I had waited so long at first because I had been raised Catholic – ’nuff said. And then I waited some more because I didn’t want to end up sharing The Boy. And then I waited some more because I wasn’t sure I could do it – be a single full-time parent to a child with special needs.
And then I realized I was already doing it all by myself. I didn’t have to share The Boy, and probably wouldn’t (I knew his dad would fail to keep his side of the parenting agreement). And frankly, religion had left me out in the cold with regards to my son and his needs. I knew he needed consistency. I knew he needed to not be yelled at, and not be spanked. I knew after the failed counseling that none of this would change, and even though I was scared to do it alone, our trip down south reminded me that it could be better.
The ex moved out at the end of the summer. We were arguing about who was going to pay what bills (I got stuck with piles of bills that had been left unpaid for years, he got stuck with an extra vehicle in his name). I attempted to buy a car and almost couldn’t because of the state in which he had left my credit. His mother attempted to sue me for money she had given us for my graduate school. It was a messy, horrible time.

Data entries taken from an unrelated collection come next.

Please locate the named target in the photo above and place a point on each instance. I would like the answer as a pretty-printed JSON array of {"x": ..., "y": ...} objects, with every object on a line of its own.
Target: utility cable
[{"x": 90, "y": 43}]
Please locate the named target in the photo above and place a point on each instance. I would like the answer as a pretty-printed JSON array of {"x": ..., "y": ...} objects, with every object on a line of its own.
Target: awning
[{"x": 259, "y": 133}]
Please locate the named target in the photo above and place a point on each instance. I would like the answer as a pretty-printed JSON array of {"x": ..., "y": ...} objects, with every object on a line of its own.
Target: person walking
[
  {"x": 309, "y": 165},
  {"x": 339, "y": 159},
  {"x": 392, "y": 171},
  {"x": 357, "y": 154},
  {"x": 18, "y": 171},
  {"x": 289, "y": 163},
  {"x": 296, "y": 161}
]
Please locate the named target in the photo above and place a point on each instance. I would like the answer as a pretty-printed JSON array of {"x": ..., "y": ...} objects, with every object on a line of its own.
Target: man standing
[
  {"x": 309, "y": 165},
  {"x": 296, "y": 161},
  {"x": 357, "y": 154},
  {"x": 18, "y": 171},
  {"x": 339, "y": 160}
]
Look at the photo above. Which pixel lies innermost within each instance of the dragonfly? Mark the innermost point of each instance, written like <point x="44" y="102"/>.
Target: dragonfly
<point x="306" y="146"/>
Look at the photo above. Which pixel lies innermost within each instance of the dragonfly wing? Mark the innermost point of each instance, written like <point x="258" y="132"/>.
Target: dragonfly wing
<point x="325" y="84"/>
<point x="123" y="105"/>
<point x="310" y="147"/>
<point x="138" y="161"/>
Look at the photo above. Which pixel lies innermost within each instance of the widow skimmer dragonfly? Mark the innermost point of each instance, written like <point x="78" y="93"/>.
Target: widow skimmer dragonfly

And then he moved out of the state. And then he defaulted on the divorce papers. And then after four months, we were divorced – the judge waived the normal six month waiting period due to the fact that the ex hadn’t paid any support, and had already moved out of the state. And I had full legal and physical custody of The Boy.
Financially and emotionally, it was a difficult time. But I always knew I had made the right decision. And it just kept getting better and better. Yes, I still have to deal with the ex’s antics from time to time, but as my attorney recently pointed out to me, I can do whatever I want. And it is so much better at this end of the tunnel.